Attempts to Revise AAA
As innovation, technology, and continued barriers to imports caused large surpluses, and lower prices, in the 1960s, the U.S. government increased its efforts to pay farmers to not plant crops in an attempt to stabilize prices. The Food and Agriculture Act of 1965 reduced price supports and created new income supports via direct income payments to farmers who agreed to participate in acreage-reduction programs. From the 1970s to 1990s, the government mostly reaffirmed its position in agriculture with some modifications including target prices (government reimbursing farmers if crop prices fell below a certain level) and the creation of food stamps. 
By 1996, despite the highest crop prices in twenty years, farmers were receiving 21 percent of their income from the government. The Republican legislature, with Democrat President Bill Clinton’s approval, attempted to wean farmers off federal subsidies.  However, this attempt to lessen the government’s role in agriculture failed as farmers glutted the market and prices dropped significantly.  From 1996-2000, corn saw the largest five year decrease in price since 1974.[1]   
As a result, the government enacted emergency payments to farmers and continued income supports.  In 2002, the Farm Security and Rural Development Act introduced counter cyclical payments triggered when crop commodity prices fell below a certain level. 

Current Environment
Today, most Americans no longer participate in or rely on farming for their livelihoods. Farm industry workers make up slightly less than one percent of the population.  Since 1900, the number of farms in the United States has fallen sixty-three percent; the farm industry now primarily consists of a large number of massive, concentrated farms in rural areas. Ninety-three percent of farming households receive “off-farm” income (for example, income from members of the family who work in towns).

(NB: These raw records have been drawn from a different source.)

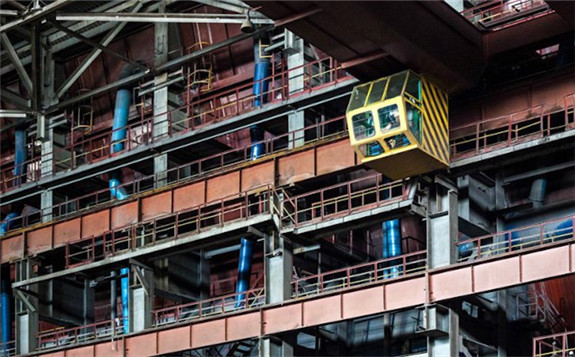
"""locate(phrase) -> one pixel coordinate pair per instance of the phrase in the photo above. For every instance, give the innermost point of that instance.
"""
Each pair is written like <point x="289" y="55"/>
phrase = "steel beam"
<point x="174" y="63"/>
<point x="14" y="98"/>
<point x="100" y="47"/>
<point x="34" y="16"/>
<point x="26" y="81"/>
<point x="167" y="17"/>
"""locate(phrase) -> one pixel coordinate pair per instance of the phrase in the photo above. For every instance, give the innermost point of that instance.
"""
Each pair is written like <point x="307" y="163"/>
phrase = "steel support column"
<point x="294" y="47"/>
<point x="278" y="264"/>
<point x="141" y="298"/>
<point x="442" y="223"/>
<point x="26" y="310"/>
<point x="273" y="346"/>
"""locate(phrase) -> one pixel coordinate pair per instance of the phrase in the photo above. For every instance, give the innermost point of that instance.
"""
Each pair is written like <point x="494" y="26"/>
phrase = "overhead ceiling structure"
<point x="429" y="37"/>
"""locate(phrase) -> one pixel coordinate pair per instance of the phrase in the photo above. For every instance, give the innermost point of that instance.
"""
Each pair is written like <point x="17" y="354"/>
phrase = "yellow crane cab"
<point x="398" y="125"/>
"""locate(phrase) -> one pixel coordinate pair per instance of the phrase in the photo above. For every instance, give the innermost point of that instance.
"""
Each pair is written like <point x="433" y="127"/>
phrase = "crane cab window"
<point x="358" y="97"/>
<point x="376" y="92"/>
<point x="413" y="86"/>
<point x="363" y="125"/>
<point x="388" y="117"/>
<point x="414" y="120"/>
<point x="395" y="86"/>
<point x="371" y="149"/>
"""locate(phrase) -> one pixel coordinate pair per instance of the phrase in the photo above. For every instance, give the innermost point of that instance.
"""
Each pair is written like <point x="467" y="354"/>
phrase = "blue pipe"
<point x="244" y="270"/>
<point x="125" y="286"/>
<point x="5" y="310"/>
<point x="20" y="154"/>
<point x="121" y="111"/>
<point x="392" y="245"/>
<point x="119" y="127"/>
<point x="261" y="71"/>
<point x="256" y="136"/>
<point x="260" y="89"/>
<point x="7" y="223"/>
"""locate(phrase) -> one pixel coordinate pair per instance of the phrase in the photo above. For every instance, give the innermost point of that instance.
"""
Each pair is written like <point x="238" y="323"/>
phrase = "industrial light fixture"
<point x="247" y="25"/>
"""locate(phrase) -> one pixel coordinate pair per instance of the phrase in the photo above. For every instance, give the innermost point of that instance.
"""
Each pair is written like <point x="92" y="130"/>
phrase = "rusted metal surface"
<point x="95" y="223"/>
<point x="189" y="196"/>
<point x="222" y="186"/>
<point x="124" y="215"/>
<point x="338" y="156"/>
<point x="13" y="249"/>
<point x="556" y="345"/>
<point x="387" y="295"/>
<point x="156" y="205"/>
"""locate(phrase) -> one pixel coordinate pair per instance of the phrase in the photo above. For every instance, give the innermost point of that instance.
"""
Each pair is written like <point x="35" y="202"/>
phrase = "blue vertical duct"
<point x="20" y="154"/>
<point x="7" y="223"/>
<point x="261" y="71"/>
<point x="260" y="90"/>
<point x="256" y="136"/>
<point x="244" y="270"/>
<point x="119" y="127"/>
<point x="125" y="286"/>
<point x="392" y="245"/>
<point x="6" y="311"/>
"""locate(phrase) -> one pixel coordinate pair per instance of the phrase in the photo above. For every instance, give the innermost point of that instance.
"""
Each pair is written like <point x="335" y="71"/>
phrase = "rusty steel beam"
<point x="523" y="267"/>
<point x="35" y="15"/>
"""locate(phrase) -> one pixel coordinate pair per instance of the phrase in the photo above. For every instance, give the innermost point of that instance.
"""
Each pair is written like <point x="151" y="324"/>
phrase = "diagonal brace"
<point x="26" y="81"/>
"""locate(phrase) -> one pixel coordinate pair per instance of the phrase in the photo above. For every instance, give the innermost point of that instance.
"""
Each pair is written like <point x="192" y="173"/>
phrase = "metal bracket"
<point x="20" y="295"/>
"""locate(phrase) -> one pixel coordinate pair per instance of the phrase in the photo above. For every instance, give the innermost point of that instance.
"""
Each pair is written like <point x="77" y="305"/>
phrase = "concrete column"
<point x="442" y="229"/>
<point x="296" y="122"/>
<point x="161" y="124"/>
<point x="446" y="345"/>
<point x="279" y="265"/>
<point x="26" y="311"/>
<point x="273" y="346"/>
<point x="141" y="299"/>
<point x="294" y="47"/>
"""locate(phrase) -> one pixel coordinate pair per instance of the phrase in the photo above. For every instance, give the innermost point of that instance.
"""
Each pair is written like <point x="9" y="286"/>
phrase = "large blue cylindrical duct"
<point x="20" y="154"/>
<point x="121" y="112"/>
<point x="392" y="245"/>
<point x="119" y="127"/>
<point x="7" y="223"/>
<point x="260" y="90"/>
<point x="5" y="310"/>
<point x="261" y="72"/>
<point x="244" y="270"/>
<point x="125" y="286"/>
<point x="256" y="136"/>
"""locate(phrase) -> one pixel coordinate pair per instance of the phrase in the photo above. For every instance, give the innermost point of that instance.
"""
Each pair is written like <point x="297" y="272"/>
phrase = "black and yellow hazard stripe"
<point x="435" y="123"/>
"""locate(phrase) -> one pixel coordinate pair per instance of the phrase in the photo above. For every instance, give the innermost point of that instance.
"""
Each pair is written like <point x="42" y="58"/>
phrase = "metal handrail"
<point x="210" y="307"/>
<point x="361" y="274"/>
<point x="530" y="236"/>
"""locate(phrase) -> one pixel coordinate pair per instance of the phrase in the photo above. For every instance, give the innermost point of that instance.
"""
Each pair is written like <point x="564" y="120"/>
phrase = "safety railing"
<point x="172" y="226"/>
<point x="342" y="200"/>
<point x="95" y="148"/>
<point x="30" y="171"/>
<point x="210" y="307"/>
<point x="303" y="79"/>
<point x="556" y="345"/>
<point x="516" y="239"/>
<point x="362" y="274"/>
<point x="313" y="134"/>
<point x="534" y="304"/>
<point x="503" y="13"/>
<point x="526" y="125"/>
<point x="81" y="334"/>
<point x="198" y="113"/>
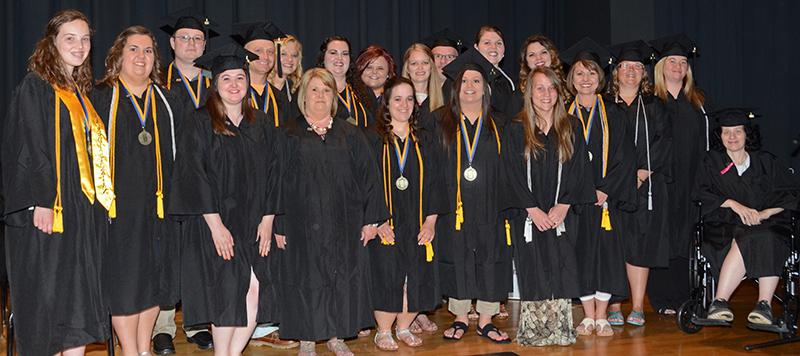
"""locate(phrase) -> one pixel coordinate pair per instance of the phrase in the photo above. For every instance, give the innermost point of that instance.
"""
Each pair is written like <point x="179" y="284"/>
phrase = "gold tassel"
<point x="508" y="233"/>
<point x="459" y="215"/>
<point x="58" y="219"/>
<point x="160" y="205"/>
<point x="605" y="222"/>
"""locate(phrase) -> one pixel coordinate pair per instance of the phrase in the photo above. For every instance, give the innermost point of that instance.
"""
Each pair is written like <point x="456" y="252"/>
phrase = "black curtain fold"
<point x="748" y="52"/>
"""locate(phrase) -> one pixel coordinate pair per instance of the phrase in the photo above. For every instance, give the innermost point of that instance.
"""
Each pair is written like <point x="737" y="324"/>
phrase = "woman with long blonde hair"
<point x="546" y="162"/>
<point x="686" y="106"/>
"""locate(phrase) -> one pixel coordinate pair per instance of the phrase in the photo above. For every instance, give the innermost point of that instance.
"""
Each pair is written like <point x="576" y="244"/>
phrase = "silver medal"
<point x="401" y="183"/>
<point x="470" y="174"/>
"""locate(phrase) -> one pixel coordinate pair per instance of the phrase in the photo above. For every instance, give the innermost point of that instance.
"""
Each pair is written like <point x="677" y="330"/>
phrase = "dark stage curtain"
<point x="746" y="46"/>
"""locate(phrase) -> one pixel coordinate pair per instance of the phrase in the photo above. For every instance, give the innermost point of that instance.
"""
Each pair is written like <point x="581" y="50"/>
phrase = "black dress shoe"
<point x="203" y="340"/>
<point x="162" y="344"/>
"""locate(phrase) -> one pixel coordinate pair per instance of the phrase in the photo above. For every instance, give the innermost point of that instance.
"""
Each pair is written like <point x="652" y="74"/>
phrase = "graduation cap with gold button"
<point x="675" y="45"/>
<point x="634" y="51"/>
<point x="475" y="60"/>
<point x="246" y="32"/>
<point x="734" y="116"/>
<point x="587" y="49"/>
<point x="228" y="56"/>
<point x="186" y="18"/>
<point x="444" y="38"/>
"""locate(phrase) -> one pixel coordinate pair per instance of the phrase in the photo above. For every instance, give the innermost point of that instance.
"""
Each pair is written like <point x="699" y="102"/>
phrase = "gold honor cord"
<point x="113" y="139"/>
<point x="459" y="203"/>
<point x="350" y="103"/>
<point x="186" y="83"/>
<point x="271" y="97"/>
<point x="605" y="221"/>
<point x="95" y="180"/>
<point x="387" y="189"/>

Farmers receive an average of $11,922 in subsidies each year; however sixty-two percent of farmers did not collect any subsidy payments while ten percent of farmers collected seventy-five percent of all subsidies. [2] [3] Despite this new agricultural reality, government policy towards agriculture has remained largely unchanged. 

There are some compelling advantages, as well some severe disadvantages, of this continuity.

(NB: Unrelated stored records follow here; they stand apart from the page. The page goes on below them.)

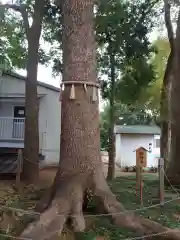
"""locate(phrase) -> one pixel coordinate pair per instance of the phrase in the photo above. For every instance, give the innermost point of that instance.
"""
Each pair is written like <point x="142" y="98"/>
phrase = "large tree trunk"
<point x="164" y="110"/>
<point x="165" y="91"/>
<point x="80" y="164"/>
<point x="111" y="143"/>
<point x="31" y="142"/>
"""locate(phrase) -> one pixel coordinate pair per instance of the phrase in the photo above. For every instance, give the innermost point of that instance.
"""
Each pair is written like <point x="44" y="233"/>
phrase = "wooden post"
<point x="141" y="161"/>
<point x="18" y="170"/>
<point x="161" y="180"/>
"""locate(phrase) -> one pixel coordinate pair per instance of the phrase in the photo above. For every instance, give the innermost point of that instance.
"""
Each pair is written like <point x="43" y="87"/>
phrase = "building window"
<point x="157" y="143"/>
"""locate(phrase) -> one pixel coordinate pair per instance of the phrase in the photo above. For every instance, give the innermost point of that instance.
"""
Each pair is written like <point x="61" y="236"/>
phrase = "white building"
<point x="12" y="116"/>
<point x="129" y="138"/>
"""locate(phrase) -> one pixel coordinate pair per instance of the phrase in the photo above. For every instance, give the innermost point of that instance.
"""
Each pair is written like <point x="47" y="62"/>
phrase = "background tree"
<point x="124" y="50"/>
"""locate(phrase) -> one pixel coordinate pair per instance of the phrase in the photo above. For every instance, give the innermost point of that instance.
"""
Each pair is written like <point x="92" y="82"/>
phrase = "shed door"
<point x="18" y="122"/>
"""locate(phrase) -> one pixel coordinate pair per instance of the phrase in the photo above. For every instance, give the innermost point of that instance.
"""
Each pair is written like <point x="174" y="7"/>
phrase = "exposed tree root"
<point x="69" y="201"/>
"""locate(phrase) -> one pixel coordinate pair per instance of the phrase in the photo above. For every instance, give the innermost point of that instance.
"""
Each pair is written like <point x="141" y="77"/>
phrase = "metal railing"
<point x="12" y="128"/>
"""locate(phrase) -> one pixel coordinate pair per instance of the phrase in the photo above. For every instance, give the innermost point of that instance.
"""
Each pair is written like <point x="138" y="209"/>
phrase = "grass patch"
<point x="124" y="188"/>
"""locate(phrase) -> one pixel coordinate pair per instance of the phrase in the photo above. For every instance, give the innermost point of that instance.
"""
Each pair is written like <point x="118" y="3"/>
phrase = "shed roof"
<point x="137" y="129"/>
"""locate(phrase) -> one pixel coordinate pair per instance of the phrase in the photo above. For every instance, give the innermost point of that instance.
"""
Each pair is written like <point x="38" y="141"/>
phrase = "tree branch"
<point x="167" y="17"/>
<point x="21" y="9"/>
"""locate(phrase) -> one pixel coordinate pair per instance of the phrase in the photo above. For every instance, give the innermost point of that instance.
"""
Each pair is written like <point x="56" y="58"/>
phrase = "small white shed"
<point x="130" y="137"/>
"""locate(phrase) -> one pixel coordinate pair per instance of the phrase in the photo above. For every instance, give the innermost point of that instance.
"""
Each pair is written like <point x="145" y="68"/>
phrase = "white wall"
<point x="49" y="115"/>
<point x="127" y="143"/>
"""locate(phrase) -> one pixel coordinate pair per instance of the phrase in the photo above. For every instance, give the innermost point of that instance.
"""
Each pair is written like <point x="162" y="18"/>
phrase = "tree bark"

Benefits of Current Government Policy     

Defenders of contemporary agricultural policy coalesce around three major arguments: food stability, economic growth, and contribution to U.S. foreign aid.

Stable Food Supply
Proponents of government involvement argue that subsidies are the only way to guarantee a safe and secure food supply.  Crop prices are inherently volatile due to weather conditions and market movements outside their control.  Government insurance programs smooth out the peaks and valleys which allow farmers to continue planting both in tight and plentiful years.  This benefits not only farmers but the entire U.S. which perhaps takes for granted its stable food prices caused by the willingness of farmers to continue plowing their land.  If farmers are not guaranteed payment for certain crops or certain amounts of crops, farmers may take land in and out of production, causing food prices to fluctuate.  In a drastic scenario, proponents envision a Great Depression-like scenario where falling food prices and minimal government involvement cause farmers to lose their livelihood and the food supply to decrease to dangerous levels.   Only with crop insurance and other subsidies, supporters argue, will farmers be convinced to continue planting the crops on which America relies. 

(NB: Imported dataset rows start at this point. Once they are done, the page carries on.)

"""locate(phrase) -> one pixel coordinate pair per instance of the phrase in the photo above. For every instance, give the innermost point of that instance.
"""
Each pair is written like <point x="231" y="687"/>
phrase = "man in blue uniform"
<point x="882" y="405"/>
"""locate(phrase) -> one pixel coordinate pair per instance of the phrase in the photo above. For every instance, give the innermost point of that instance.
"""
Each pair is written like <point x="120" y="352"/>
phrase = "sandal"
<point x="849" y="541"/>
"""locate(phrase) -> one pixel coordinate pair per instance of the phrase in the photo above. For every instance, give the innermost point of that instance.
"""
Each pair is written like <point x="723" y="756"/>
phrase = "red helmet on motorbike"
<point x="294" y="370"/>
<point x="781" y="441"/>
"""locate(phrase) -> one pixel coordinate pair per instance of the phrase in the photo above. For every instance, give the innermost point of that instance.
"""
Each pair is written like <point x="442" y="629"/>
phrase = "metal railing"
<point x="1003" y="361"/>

Strong and Powerful Industry
Continued strong government support of the US agriculture industry has helped made it a worldwide leader, thus helping the US economy.  A strong agriculture industry that is a net exporter helps decrease the US trade deficit, a growing concern.  In 2013, the global rise of prices of soybeans, corn and wheat led to a record year of agriculture exports, exceeding $141 billion.[4]  The amount is continuing to grow as developing countries mature and demand more of these staples.   Currently sixty-five percent of US agriculture exports go to developing countries.[5]  Supporters argue that the benefits to the US economy from government involvement, including a stronger farm industry and a reduced trade deficit, far outweigh the costs.
Boosting U.S. Foreign Aid
The United States is the largest donor of food aid in the world.  Countries around the globe, from Afghanistan to Zimbabwe, depend on the U.S. to feed their populations; when a disaster occurs, the United States is often the first and among the most generous to step in. None of this would be possible without an efficient and strong agriculture system that creates more than enough food to feed Americans.  The United States has numerous programs and agencies that administer food aid worldwide.  The Food for Peace Program has directly benefited more than three billion people in 150 countries since its inception in 1954.[6]  In 2011, U.S. Department of Agriculture (USDA) food aid alone amounted to $1.9 billion. In the words of President John F. Kennedy, “Food is strength, and food is peace, and food is freedom, and food is a helping to people around the world whose good will and friendship we want.”  In addition to the positive ethical aspects of US delivering food to help feed the global community, in a world of declining US military budgets, the soft power President Kennedy references could prove to become increasingly useful.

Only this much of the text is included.